Small molecule agonists of 8-oxoguanine DNA glycosylase, OGG1

Base excision repair (BER) is the primary pathway that removes oxidatively-induced DNA base damage from the nuclear and mitochondrial genomes, with 8-oxoguanine DNA glycosylase (OGG1) initiating repair at the two most frequently-formed base lesions: 8-oxo-7,8-dihydro-2'-deoxyguanosine (8-oxoGua) and 2,6-diamino-4-oxo-5-formamidopyrimidine (FapyGua). Humans expressing a catalytically-compromised variant of OGG1 (S326C) are at increased risk for type 2 diabetes, Alzheimers disease, and Parkinsons disease. To potentially enhance the overall catalytic efficiency of this variant, a prior medicinal chemistry screen discovered seven chemically distinct agonists of OGG1 that stimulated activity in vitro and attenuated a paraquat (PQ) challenge in cultured cells. Herein, we developed structure-activity relationships around one specific core structure, F01. Using fluorescence-based DNA cleavage assays, we assessed the abilities of these compounds to stimulate the overall rate of OGG1 catalysis.

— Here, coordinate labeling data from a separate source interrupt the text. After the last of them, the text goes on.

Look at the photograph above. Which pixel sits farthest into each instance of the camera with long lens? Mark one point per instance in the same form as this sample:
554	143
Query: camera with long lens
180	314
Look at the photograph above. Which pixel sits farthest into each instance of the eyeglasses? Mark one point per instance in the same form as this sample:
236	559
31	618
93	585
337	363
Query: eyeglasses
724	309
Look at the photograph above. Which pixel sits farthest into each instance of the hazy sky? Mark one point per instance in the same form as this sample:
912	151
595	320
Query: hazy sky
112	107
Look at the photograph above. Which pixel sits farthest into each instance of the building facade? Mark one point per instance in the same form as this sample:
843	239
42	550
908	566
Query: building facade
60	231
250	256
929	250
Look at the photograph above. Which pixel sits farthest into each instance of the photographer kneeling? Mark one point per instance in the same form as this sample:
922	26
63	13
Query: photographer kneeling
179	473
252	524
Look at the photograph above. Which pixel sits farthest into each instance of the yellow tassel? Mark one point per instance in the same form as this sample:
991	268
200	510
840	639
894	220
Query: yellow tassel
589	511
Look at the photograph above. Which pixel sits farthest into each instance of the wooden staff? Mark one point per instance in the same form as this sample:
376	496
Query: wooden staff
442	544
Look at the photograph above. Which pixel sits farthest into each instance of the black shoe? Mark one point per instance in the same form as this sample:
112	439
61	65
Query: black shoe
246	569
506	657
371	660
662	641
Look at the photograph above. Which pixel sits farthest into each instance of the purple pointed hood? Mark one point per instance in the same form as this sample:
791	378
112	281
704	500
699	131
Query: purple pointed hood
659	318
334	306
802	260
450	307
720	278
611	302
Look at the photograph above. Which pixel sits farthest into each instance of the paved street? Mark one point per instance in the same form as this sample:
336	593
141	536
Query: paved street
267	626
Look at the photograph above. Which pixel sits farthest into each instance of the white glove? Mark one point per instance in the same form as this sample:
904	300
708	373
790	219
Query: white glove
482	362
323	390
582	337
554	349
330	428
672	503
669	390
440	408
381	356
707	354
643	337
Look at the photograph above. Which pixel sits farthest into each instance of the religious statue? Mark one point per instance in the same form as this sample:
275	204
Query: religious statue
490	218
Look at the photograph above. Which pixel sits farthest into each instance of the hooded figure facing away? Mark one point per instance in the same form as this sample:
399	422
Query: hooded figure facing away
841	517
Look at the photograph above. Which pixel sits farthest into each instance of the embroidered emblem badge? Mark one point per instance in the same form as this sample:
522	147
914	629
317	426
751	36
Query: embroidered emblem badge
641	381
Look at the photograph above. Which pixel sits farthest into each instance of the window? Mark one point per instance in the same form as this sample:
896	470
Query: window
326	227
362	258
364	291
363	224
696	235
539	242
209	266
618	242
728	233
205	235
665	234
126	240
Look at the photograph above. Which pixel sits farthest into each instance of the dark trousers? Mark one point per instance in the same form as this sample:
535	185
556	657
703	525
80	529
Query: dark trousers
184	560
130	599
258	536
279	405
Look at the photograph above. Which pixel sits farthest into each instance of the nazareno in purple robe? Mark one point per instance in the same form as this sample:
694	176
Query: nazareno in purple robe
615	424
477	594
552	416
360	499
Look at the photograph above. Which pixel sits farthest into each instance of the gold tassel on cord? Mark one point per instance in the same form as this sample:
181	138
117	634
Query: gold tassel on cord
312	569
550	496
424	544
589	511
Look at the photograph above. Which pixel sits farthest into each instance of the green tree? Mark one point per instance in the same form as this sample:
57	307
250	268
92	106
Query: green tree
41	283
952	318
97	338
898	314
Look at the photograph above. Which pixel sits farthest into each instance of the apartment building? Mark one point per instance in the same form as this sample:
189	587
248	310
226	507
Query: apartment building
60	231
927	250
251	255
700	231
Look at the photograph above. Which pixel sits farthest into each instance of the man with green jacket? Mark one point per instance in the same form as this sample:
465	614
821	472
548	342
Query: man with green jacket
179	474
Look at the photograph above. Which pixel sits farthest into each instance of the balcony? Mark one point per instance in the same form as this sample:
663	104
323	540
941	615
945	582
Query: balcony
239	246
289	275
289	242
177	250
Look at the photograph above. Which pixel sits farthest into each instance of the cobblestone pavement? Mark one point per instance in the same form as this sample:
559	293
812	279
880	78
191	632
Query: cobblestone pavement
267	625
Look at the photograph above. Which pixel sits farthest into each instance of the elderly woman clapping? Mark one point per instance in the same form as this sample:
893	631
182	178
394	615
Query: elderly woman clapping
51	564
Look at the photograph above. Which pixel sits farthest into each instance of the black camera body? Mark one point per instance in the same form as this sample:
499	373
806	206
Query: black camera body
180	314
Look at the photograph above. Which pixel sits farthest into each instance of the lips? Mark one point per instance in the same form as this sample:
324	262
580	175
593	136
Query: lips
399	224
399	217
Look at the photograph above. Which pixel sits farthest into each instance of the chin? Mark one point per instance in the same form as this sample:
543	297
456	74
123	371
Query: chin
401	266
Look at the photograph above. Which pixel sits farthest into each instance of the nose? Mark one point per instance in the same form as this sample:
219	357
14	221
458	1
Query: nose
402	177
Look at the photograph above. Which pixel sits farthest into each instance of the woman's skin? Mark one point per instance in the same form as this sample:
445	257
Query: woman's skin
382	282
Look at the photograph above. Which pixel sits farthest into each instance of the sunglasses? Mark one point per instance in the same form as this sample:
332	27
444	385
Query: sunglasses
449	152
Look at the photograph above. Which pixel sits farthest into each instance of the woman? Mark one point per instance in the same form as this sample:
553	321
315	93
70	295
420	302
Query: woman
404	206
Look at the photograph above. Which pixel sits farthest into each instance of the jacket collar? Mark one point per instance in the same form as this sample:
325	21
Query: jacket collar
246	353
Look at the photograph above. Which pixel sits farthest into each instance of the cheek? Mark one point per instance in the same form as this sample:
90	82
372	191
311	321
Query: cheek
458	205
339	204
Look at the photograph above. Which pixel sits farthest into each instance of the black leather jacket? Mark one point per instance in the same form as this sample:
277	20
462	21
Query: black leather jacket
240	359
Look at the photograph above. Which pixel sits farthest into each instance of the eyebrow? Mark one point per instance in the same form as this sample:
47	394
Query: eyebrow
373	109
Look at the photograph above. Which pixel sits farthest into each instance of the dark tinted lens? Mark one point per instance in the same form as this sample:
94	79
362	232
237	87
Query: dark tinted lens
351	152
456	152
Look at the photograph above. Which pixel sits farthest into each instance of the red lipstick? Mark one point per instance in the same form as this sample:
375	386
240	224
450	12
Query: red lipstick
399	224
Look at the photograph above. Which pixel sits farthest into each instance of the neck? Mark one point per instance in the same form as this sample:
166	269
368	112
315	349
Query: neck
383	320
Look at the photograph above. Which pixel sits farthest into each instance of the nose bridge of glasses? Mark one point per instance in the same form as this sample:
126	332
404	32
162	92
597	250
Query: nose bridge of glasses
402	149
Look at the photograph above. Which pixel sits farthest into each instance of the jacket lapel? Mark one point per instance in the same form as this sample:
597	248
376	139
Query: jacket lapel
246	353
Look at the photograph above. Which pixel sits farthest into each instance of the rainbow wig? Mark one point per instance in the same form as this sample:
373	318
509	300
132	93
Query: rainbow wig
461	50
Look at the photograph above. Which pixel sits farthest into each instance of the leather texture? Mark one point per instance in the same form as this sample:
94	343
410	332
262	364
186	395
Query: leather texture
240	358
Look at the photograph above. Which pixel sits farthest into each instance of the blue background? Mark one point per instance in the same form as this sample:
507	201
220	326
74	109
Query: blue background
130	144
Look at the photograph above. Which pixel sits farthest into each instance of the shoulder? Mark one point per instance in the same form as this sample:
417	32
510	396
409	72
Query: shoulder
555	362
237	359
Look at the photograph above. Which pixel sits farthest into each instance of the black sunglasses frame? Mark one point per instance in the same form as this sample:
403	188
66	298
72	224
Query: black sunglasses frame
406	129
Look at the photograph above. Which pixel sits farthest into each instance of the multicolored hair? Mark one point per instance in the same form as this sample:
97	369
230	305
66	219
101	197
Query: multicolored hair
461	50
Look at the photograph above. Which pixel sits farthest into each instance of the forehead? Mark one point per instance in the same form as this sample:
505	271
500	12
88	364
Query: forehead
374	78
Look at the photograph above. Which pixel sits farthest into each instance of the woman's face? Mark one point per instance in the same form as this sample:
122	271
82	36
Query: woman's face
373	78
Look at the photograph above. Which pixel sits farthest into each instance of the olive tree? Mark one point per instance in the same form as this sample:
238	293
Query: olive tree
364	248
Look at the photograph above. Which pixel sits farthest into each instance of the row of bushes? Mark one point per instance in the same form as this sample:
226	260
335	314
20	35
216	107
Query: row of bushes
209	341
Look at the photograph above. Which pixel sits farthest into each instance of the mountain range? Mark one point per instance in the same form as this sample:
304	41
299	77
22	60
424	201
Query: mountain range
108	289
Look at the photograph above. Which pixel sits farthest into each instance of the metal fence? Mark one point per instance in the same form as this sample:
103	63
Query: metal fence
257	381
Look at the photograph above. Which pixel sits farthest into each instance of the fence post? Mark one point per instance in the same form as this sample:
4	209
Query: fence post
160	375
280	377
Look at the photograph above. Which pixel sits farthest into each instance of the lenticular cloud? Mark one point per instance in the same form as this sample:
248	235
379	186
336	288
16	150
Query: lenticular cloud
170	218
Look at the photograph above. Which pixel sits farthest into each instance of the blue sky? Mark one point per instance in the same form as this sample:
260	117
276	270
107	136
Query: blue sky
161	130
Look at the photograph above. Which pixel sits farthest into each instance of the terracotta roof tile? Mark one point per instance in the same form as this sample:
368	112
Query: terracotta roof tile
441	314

Multiple compounds were identified that increased OGG1 activity on DNAs containing a site-specific 8-oxoGua by 2-fold or greater, with 9 compounds showing EC50 concentrations lower than F01 and were specific for OGG1. Selected agonists were shown to enhance OGG1-catalyzed release of 8-oxoGua and FapyGua from {gamma}-irradiated high-molecular-weight DNA using gas chromatography tandem mass spectrometry analyses. Since these assays did not reveal which step in the overall reaction was stimulated, we used a separation-of-function OGG1 mutant that possessed glycosylase, but not abasic-site (AP) lyase activity to demonstrate that the glycosylase step was not enhanced. In contrast, all agonists stimulated the AP lyase activity to levels equal to or greater than the magnitude of stimulation observed for overall chemistry, implicating agonist-mediated turnover as a potential contributor to the overall rate stimulation. The biological activities of selected agonists were evaluated in OGG1-deficient Kasumi-1 cells under conditions of paraquat (PQ)-induced oxidative stress, with several compounds mitigating PQ challenge.